When a hunger for success didn't lead to it


When discussing corporate culture, leadership teams and strategists always try to emphasize the importance of the right environment, and that it's people who drive the company forward. However, there are also cases where competitive advantage as a goal can turn into a disaster, where poor management can further escalate dreadful results.

In the banking industry, September started with a shock, with one of the world's leading banks Wells Fargo revealed to be involved in dodgy affairs. The bank has now become a case study of how corporate culture shouldn't look. Reports have been confirmed that bank's employees had been opening and applying more than 2 million bank accounts and credit cards without customers' permission or knowledge between 2011-2015. After the revelation, the case instantly caught the attention of the various governmental bodies, including the CFPB, Los Angeles City Attorney, the Office of the Comptroller of the Currency, FBI - to name a few.

With such rapid escalation of the scandal, Wells Fargo's reputation and customers' trust nosedived at the same speed as its stock prices - down 8.16%, since September 9. What has this got to do with corporate culture? The whole situation could have been prevented, if only the right management was in place, and different methods would have been chosen to drive a competitive advantage of the bank.

What lessons can be learned from Wells Fargo?

Firstly, corporate culture is a very sensitive and reactive ecosystem. With too much pressure it will collapse, and the same outcome should be expected if it's poorly managed. The latter is what happened to Wells Fargo. When John G. Stumpf, the bank's Chief Executive Officer appears at the various hearings as a process of the fraud investigation, he tends to stick to the same reason the disaster occurred. He blames 5,300 employees, claiming that they unlawfully acted behind the managers' backs: 'If they’re not going to do the thing that we ask them to do — put customers first, honor our vision and values — I don’t want them here,' stressing that the situation is by no means a result of the leadership failure but solely a misconduct of 'low-level bankers' and 'tellers'. When Stumpf was called to resigned, he accepted responsibility but denied it was his failure.

Misconducts in the workplace happen frequently. Each case is individual, and, most of the time, malicious actions against the company are performed by individuals.
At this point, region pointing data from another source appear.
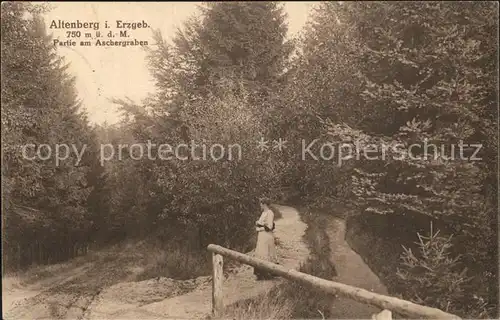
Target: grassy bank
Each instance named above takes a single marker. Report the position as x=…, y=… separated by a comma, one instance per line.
x=289, y=299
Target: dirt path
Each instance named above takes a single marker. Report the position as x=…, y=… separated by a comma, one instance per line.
x=241, y=285
x=351, y=270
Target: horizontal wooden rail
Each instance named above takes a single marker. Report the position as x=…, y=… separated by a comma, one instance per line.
x=396, y=305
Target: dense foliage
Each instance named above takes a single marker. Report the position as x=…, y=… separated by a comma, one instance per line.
x=423, y=74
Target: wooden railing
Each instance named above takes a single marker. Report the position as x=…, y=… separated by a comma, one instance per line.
x=386, y=303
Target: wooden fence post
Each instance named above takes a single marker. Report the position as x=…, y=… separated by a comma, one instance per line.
x=217, y=282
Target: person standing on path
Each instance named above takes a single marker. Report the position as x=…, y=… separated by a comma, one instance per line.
x=265, y=248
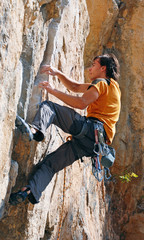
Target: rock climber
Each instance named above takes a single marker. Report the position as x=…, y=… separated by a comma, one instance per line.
x=102, y=100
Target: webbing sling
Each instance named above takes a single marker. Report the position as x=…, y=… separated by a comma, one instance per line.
x=98, y=149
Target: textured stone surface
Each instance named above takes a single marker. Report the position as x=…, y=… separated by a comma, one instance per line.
x=55, y=32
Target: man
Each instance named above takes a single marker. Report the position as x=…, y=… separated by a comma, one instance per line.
x=102, y=100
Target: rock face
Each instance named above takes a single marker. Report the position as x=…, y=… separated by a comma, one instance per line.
x=67, y=34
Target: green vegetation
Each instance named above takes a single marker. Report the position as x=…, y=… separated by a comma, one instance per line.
x=127, y=177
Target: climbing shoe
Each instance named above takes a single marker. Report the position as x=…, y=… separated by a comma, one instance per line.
x=23, y=127
x=18, y=197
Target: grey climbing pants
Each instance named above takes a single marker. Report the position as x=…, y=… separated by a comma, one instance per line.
x=70, y=122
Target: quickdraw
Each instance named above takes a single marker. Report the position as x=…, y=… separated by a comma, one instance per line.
x=99, y=148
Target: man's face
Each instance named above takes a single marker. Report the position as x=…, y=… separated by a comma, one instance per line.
x=96, y=70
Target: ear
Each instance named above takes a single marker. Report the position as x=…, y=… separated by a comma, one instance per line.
x=103, y=68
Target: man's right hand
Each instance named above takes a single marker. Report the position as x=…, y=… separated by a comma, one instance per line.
x=49, y=70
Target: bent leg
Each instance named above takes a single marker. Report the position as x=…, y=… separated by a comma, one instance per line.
x=52, y=163
x=64, y=117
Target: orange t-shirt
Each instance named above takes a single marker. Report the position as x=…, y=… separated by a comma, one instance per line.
x=107, y=107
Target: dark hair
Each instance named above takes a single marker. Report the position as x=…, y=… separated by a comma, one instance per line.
x=112, y=65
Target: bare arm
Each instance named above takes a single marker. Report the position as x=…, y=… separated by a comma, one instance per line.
x=67, y=82
x=82, y=102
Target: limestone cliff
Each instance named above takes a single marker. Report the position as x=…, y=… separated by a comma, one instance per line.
x=67, y=34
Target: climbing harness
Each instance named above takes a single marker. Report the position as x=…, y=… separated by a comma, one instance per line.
x=107, y=153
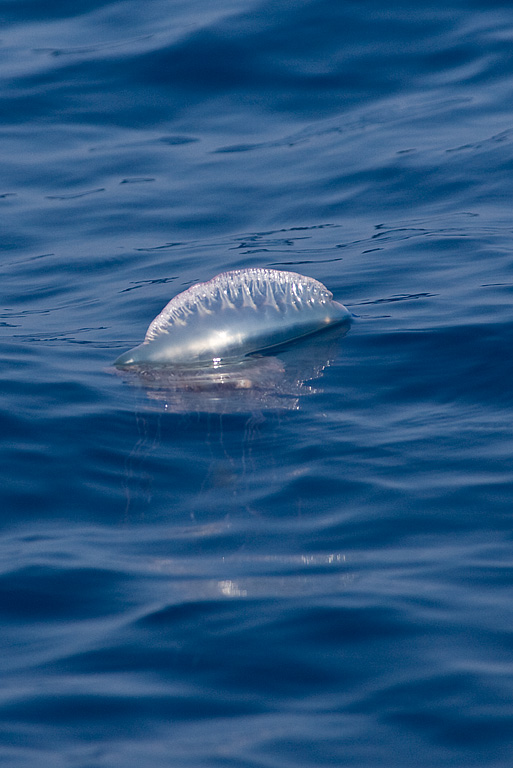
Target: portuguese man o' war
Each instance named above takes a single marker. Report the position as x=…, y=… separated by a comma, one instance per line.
x=236, y=314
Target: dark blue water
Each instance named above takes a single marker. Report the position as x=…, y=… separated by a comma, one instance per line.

However, when the situation is out of control for years and leadership teams fail to identify the problem, the blame goes further than just employees. Setting competitive sales programs was the first indication that Wells Fargo put itself in a vulnerable position. Misconducts happen if the opportunity is created - in Wells Fargo there were plenty.

The management success in the organization is strongly linked to the size of it - the bigger it is, the more supervision and connection is needed. With Wells Fargo, considering its sizes and spread in activities, employees were simply scattered, lacking critical support but still faced with extreme pressure driven by sales targets - former employees have been actively revealing the details of their work life in the bank on social media.

One mistake leads to another, and all the ingredients for a huge failure are there. The real lesson is, when someone talks about the importance of healthy corporate culture, listen.